In your database, you have a procedure that returns the parameter provided:

create proc test
@text nvarchar(1024)
as
select @text as "returnedText";


You import the procedure, and give the @text parameter the macro:
#prompt('myText','string',sq('This is a test'))#

On the first run, if you don't enter anything the framework will resolve the macro to 'This is a test', passing that to the sp and returning a single row 'This is a test'.

Publish the package and open RS.

In RS, create a list and drag in returnedText from the sp. When you run it, you'll get a generated optional text prompt. If you don't enter anything, it will use the default value from the macro.
Create a render variable on the list with
paramValue('myText') is not null

This ensures the sp isn't run until the myText parameter has a value (remember, if it doesn't have a value, it defaults to whatever is in the macro).
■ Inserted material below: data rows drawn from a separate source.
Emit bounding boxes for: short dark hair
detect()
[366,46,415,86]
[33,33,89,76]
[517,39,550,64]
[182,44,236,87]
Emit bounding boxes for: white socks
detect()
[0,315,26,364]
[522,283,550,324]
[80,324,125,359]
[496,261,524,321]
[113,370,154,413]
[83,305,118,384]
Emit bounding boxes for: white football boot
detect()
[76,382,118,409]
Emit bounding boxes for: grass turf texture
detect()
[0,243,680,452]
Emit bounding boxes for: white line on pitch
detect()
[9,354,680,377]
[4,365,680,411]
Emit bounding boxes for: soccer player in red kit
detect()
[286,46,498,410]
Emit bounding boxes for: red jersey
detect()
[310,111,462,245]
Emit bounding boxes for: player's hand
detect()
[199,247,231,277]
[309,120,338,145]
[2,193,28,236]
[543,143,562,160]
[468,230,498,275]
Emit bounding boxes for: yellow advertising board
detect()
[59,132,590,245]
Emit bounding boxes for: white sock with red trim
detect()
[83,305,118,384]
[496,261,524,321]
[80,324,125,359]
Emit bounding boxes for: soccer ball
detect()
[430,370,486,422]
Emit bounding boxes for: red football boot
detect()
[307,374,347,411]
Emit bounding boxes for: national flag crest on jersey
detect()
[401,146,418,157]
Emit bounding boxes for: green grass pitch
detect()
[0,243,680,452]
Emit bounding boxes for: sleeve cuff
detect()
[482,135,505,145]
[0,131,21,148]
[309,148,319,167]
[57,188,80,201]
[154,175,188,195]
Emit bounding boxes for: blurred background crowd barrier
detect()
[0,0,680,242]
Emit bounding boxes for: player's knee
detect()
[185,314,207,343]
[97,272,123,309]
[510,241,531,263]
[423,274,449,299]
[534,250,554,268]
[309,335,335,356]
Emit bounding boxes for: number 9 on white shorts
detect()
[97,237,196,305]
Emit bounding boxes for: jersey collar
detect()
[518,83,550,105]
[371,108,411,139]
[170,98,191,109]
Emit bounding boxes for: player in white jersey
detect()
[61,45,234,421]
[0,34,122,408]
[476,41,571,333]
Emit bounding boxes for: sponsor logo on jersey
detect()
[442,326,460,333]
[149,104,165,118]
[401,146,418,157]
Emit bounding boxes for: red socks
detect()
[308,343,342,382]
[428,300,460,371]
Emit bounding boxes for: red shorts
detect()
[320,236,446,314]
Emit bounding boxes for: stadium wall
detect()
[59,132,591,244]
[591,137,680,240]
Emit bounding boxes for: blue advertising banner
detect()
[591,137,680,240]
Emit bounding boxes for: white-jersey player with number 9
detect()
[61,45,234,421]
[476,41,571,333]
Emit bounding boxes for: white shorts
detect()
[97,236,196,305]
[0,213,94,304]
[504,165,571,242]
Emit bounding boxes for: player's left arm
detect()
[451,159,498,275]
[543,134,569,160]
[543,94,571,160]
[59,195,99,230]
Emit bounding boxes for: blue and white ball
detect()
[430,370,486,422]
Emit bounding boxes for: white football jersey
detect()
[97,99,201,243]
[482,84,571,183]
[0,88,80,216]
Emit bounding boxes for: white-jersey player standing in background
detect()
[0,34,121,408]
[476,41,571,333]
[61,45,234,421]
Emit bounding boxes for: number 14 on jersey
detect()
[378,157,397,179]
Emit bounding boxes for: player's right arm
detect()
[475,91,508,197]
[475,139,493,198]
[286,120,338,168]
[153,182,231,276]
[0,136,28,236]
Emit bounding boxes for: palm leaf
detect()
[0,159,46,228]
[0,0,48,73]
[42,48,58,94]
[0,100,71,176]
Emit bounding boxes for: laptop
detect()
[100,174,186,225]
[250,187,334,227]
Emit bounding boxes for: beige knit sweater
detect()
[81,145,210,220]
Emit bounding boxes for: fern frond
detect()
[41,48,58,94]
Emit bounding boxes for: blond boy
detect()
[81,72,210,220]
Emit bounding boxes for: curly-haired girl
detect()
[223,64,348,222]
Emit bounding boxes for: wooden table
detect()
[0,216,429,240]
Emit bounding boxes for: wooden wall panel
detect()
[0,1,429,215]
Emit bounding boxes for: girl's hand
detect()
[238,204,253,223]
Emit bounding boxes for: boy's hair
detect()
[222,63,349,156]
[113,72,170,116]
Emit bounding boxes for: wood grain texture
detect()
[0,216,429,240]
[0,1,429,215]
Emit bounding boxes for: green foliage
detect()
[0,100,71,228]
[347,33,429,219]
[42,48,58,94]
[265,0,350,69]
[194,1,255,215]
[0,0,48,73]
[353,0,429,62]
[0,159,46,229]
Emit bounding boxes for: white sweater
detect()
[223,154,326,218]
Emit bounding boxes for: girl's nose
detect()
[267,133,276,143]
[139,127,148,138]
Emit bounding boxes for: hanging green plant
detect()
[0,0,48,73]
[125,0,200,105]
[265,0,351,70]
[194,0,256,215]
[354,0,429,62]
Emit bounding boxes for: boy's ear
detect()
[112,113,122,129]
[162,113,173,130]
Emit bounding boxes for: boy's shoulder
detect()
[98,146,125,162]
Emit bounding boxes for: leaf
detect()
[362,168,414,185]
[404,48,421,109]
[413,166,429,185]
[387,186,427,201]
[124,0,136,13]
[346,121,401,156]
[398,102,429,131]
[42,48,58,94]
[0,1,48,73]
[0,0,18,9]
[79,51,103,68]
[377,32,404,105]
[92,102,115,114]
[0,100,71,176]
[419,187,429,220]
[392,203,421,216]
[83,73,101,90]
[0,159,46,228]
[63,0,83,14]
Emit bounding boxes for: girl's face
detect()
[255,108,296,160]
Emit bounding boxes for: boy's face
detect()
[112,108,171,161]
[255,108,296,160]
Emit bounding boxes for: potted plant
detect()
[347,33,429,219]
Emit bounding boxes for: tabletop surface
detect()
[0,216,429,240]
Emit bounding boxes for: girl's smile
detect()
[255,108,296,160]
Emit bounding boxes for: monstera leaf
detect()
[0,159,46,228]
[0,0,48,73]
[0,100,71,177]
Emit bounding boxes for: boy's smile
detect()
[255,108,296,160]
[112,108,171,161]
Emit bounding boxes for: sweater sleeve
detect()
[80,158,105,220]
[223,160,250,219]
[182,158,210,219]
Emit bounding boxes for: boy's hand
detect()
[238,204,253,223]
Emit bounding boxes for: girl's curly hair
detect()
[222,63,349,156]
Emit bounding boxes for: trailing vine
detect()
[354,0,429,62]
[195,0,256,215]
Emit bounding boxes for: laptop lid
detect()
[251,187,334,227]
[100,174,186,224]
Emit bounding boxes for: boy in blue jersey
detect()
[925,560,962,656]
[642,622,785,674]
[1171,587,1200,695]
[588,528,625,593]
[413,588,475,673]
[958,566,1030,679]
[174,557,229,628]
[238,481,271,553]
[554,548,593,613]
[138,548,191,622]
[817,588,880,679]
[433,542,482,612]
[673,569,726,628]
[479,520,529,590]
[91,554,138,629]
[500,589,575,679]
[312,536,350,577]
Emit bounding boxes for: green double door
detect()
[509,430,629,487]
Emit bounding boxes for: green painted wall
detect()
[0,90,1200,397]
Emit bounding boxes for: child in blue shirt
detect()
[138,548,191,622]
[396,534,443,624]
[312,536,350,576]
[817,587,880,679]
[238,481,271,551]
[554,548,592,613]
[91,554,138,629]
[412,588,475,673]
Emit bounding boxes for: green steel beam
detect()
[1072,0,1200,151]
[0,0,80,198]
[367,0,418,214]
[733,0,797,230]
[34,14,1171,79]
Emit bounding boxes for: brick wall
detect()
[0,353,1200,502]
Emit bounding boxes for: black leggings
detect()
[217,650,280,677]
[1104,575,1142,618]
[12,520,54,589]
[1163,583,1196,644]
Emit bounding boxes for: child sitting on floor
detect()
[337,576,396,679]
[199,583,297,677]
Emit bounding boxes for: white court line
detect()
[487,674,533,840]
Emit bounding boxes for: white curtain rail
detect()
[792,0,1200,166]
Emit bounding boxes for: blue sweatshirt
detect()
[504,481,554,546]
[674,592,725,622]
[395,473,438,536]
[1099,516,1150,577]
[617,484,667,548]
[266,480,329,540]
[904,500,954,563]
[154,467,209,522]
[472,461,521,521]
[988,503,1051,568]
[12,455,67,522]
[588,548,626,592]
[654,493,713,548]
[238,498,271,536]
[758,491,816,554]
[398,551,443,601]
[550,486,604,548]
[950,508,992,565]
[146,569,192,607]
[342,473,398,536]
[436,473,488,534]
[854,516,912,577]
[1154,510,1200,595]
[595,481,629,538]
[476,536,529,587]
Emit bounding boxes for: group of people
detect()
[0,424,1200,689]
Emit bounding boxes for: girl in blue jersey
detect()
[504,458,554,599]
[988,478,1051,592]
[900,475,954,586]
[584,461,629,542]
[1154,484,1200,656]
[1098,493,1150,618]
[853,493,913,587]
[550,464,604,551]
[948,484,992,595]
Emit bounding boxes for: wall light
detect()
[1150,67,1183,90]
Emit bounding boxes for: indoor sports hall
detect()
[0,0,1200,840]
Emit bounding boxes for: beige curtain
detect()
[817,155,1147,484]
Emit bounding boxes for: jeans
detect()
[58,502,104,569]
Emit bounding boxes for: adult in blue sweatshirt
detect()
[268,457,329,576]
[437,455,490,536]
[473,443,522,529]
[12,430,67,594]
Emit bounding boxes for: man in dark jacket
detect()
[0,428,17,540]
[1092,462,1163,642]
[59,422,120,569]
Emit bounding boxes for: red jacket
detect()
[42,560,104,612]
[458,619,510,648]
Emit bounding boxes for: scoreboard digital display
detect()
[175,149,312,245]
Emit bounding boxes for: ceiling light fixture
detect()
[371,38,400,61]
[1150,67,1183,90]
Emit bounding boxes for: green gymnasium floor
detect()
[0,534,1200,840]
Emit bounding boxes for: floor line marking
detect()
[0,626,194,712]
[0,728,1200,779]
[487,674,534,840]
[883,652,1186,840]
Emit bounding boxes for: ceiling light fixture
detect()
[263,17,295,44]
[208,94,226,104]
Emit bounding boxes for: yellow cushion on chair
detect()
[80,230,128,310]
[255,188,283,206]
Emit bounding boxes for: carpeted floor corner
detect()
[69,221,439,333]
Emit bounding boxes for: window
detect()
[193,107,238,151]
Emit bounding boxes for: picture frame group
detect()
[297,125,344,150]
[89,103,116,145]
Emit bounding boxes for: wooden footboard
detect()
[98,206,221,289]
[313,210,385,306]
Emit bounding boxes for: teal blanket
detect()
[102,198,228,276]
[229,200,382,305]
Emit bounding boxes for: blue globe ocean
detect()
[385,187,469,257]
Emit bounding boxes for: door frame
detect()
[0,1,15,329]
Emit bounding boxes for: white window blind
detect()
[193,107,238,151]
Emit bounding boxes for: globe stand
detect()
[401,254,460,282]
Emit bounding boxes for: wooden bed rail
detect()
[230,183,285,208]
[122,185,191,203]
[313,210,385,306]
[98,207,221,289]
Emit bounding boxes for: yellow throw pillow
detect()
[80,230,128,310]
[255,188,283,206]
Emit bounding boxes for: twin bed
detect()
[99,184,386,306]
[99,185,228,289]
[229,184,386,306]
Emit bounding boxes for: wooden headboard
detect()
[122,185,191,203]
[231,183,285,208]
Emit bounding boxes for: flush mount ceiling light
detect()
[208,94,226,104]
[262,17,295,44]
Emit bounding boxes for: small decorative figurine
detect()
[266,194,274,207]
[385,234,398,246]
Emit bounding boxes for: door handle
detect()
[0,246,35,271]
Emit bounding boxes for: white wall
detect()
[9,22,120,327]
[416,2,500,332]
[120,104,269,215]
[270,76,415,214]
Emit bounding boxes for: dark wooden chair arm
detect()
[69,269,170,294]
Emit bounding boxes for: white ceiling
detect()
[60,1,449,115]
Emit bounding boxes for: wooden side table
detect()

Next, drag in a text prompt and a refresh button. When you run the report, you'll see the prompt and the button. Type something into the prompt and click refresh, and the list will appear with "something". That's because the parameter myText is now populated with the value from the text prompt.

Give that text prompt a default value of whatever. When you run the report, Cognos will pull the default value from the prompt and use that to populate the parameter. So now the myText parameter has a value of whatever, which renders the list, which sends the myText parameter to the sp, which returns "whatever".

We can get even more complex, create another list, fill that with product line, and drag the sp list inside that. Now use a master/detail relationship on the sp list to populate product line to myText. When you run the report, each row in the outside list will populate myText with another value. The master detail is overriding the value selected in the prompt.